2. Case Presentation

A 28-year-old man presented with a painless palpable mass in the right scrotum. Scrotal ultrasound revealed a normal testicle and multiple 3 to 7 mm hyperechoic lesions adjacent to the right testis (Figure 1(a)). Contrast-enhanced computed tomography (CT) revealed high-density paratesticular tumors (Figure 1(b)). The surface coil magnetic resonance imaging (MRI) with a 1.5 tesla scanner (GE Healthcare Signa HDxt 1.5T) revealed iso- and low-intensity paratesticular tumors on T1- (Figure 1(c)) and T2-weighted MR images (Figure 1(d)), respectively. Short TI inversion recovery MRI showed low-intensity paratesticular tumors (Figure 1(e)).

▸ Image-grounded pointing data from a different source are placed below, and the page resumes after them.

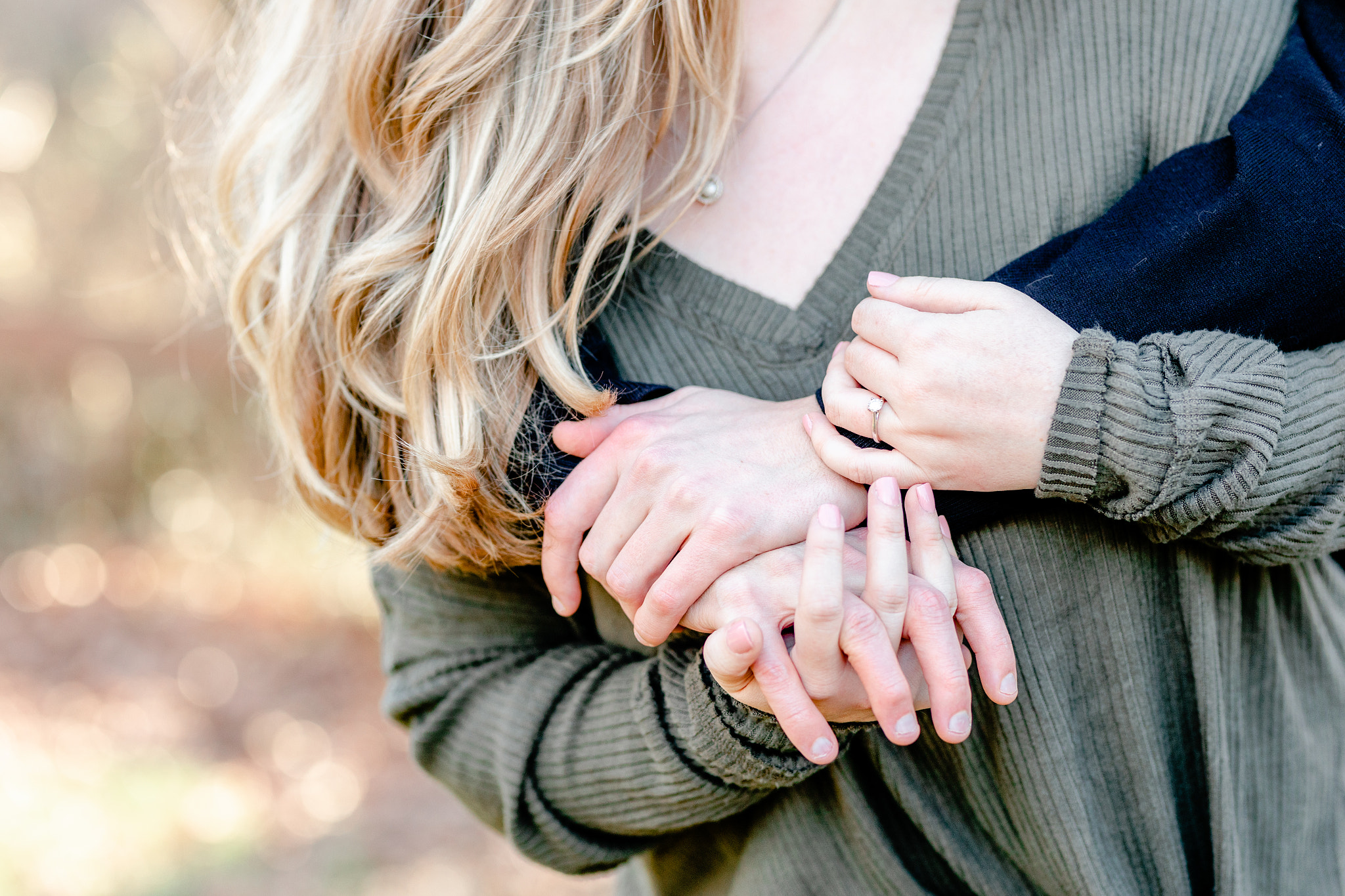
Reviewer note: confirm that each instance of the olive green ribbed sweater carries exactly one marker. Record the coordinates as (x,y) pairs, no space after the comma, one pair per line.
(1180,633)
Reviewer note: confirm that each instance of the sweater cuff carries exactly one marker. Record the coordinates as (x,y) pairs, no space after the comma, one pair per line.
(1074,446)
(745,746)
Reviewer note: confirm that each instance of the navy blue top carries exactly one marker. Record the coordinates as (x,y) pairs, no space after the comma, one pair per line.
(1243,234)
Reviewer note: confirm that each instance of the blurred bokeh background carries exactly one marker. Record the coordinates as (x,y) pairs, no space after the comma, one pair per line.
(188,666)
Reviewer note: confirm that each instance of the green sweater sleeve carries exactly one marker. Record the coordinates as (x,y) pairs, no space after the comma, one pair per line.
(581,752)
(1207,436)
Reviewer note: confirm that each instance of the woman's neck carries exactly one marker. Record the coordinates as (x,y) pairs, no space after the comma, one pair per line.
(799,177)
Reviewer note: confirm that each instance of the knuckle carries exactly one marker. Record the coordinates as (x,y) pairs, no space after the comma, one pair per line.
(921,286)
(771,675)
(592,559)
(619,582)
(651,463)
(662,605)
(686,492)
(887,599)
(975,585)
(638,429)
(726,522)
(862,625)
(926,598)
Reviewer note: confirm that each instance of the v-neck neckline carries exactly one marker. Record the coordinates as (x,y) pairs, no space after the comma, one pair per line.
(816,323)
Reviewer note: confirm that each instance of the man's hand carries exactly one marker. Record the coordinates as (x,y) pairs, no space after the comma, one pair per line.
(677,492)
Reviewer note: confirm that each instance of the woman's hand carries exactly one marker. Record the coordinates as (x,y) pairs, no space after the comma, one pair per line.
(677,492)
(844,666)
(970,372)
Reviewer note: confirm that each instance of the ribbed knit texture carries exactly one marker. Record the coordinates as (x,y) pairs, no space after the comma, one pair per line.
(1180,726)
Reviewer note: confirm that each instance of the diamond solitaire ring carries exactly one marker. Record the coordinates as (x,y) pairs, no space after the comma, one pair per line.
(875,406)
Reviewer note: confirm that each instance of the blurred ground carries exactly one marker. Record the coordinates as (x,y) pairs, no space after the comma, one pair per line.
(188,667)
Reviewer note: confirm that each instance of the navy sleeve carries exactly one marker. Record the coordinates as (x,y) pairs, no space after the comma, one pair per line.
(1243,234)
(537,467)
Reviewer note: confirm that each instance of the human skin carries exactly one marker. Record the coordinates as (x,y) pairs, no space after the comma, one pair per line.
(981,430)
(845,625)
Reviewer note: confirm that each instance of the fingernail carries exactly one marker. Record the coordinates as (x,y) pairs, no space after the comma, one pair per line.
(907,726)
(740,640)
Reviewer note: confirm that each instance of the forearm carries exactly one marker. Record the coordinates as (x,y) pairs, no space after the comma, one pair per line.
(583,753)
(1207,436)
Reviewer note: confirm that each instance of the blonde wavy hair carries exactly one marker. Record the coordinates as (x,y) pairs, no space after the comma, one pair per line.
(407,211)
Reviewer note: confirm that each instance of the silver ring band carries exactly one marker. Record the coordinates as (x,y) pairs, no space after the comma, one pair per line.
(875,406)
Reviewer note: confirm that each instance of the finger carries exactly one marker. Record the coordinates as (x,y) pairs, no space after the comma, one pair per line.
(871,652)
(929,553)
(643,558)
(569,513)
(856,464)
(984,624)
(873,368)
(910,662)
(799,717)
(818,618)
(583,437)
(730,653)
(711,551)
(837,379)
(887,582)
(939,649)
(947,536)
(939,295)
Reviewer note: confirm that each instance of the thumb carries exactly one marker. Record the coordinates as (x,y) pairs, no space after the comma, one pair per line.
(583,437)
(937,295)
(731,652)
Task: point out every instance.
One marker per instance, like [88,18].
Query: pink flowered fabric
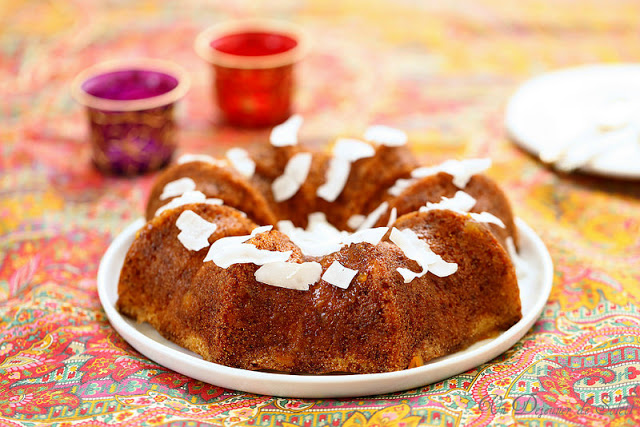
[442,71]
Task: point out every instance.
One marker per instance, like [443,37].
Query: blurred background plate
[555,107]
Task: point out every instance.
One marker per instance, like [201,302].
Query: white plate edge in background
[518,129]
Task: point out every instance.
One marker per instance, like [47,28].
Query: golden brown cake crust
[215,182]
[489,198]
[378,324]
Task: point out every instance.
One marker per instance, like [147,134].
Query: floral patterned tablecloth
[442,72]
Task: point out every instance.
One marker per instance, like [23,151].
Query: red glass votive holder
[253,64]
[130,109]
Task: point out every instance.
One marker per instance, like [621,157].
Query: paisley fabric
[443,72]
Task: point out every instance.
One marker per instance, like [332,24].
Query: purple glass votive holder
[130,110]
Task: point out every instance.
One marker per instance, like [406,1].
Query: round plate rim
[512,120]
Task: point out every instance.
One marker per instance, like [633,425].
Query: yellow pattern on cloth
[443,72]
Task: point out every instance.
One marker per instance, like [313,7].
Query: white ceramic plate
[553,107]
[534,291]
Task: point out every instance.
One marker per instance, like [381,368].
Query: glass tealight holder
[253,67]
[130,108]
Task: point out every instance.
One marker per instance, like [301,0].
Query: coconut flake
[339,275]
[188,198]
[417,249]
[392,217]
[355,221]
[240,160]
[286,133]
[374,216]
[194,230]
[295,173]
[386,135]
[289,275]
[205,158]
[177,188]
[336,178]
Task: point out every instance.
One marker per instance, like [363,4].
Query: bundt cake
[349,261]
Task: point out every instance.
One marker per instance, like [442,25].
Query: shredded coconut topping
[240,160]
[177,188]
[194,230]
[385,135]
[295,173]
[188,158]
[286,133]
[289,274]
[187,198]
[345,152]
[417,249]
[339,275]
[374,216]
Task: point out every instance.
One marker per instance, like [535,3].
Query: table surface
[441,72]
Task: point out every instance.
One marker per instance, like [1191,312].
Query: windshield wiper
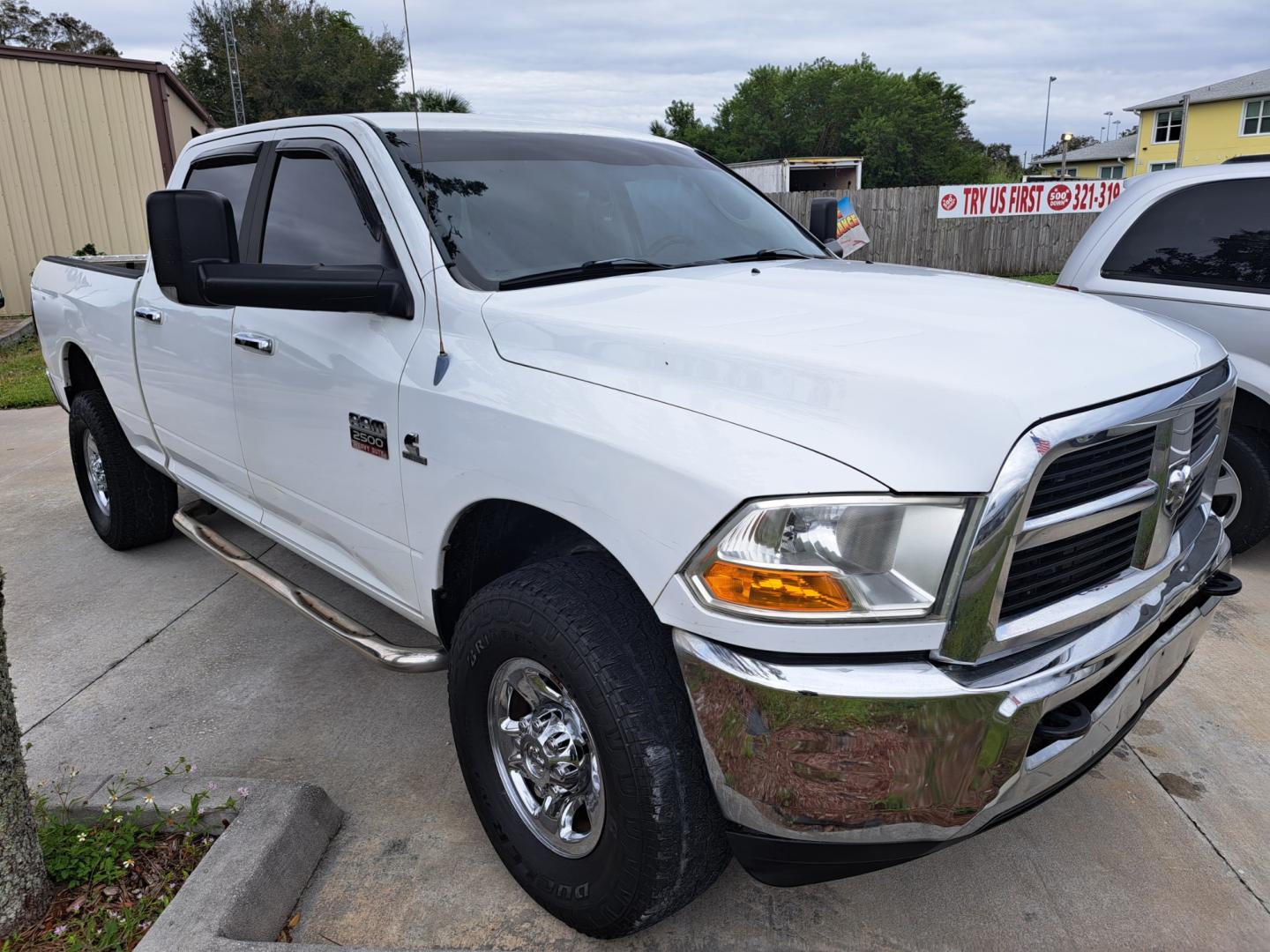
[768,254]
[580,271]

Water MRI showed high-intensity tumors (Figures 1(f) and 1(g)). The levels of testicular tumor markers such as α-fetoprotein, β-human chorionic gonadotropin, and lactate dehydrogenase were normal. We planned tumor biopsy combined with intraoperative rapid diagnosis. Scrotal incision was performed to explore the scrotum, and paratesticular white pedicle masses were observed (Figure 2(a)). Over 20 nodules were observed at the tunica vaginalis. The maximum size of nodule was approximately 15 mm. Frozen section assessment was performed, and intraoperative rapid diagnosis suggested a fibrous pseudotumor without malignancy. We excised the paratesticular white masses (Figure 2(b)) and successfully performed testicular-sparing surgery. Pathological findings revealed the proliferation of typical fibroblasts that were distributed in multidirectional bundles of dissociated collagen fibers (Figure 2(c)). Lymphocyte infiltration including immunoglobulin G4- (IgG4-) positive plasma cells was observed. Tissue IgG4 counts and IgG4/IgG ratios were 10 positive cells per high-power field on average and 10%, respectively. Ki-67 labeling index was 2%. Immunohistochemical staining was negative for D2-40 (mesothelioma, Figure 2(d)), calretinin (mesothelioma, Figure 2(e)), β-catenin (desmoid-type fibromatosis, Figure 2(f)), and anaplastic lymphoma kinase (ALK) (inflammatory myofibroblastic tumor, Figure 2(g)). No recurrences have been noted after 12 months of follow-up.

3. Discussion

A paratesticular fibrous pseudotumor is a relatively rare benign disease and was first reported in 1904 by Balloch [1]. Pseudotumor was coined by Mostofi and Price in the AFIP Atlas 1973 [8]. The overall incidence of paratesticular fibrous pseudotumor is exceptionally rare with approximately 200 cases reported to date [3, 916]. The relative incidence of paratesticular fibrous pseudotumor in relation to testicular germ cell tumors was reported to be 1 : 200 [9]. Approximately 85% of cases originate from the tunica vaginalis, followed by the epididymis, spermatic cord, or tunica albuginea. Although the etiology is unknown, a history of trauma, surgery, infection, and inflammatory hydrocele is suggested to be associated with the development of a disease. Recently, it is suggested that paratesticular fibrous pseudotumor might be a part of IgG4-related sclerosing disease, which has an abundance of IgG4-staining plasma cells [9, 12, 17]. The diagnosis of IgG4-related disease is based on the combined presence of the characteristic histopathological appearance and increased numbers of IgG4+ plasma cells. The critical histopathological features are a dense lymphoplasmacytic infiltrate, a storiform pattern of fibrosis, obliterative phlebitis, tissue IgG4 counts, and IgG4/IgG ratios (approximately >40%) [18]. In addition, IgG4 elevation in serum may support the diagnosis. However, the proportion of IgG4-positive cells among IgG-producing plasma cells in our case was only 10%. Unfortunately, immunoglobulin serum profiles had not been taken in our patients. However, similar to our case, no etiological factor can be detected in most cases. Because the pathogenetic relevance of this test had not been considered during the clinical management, further studies are necessary to clarify the etiology of paratesticular fibrous pseudotumor.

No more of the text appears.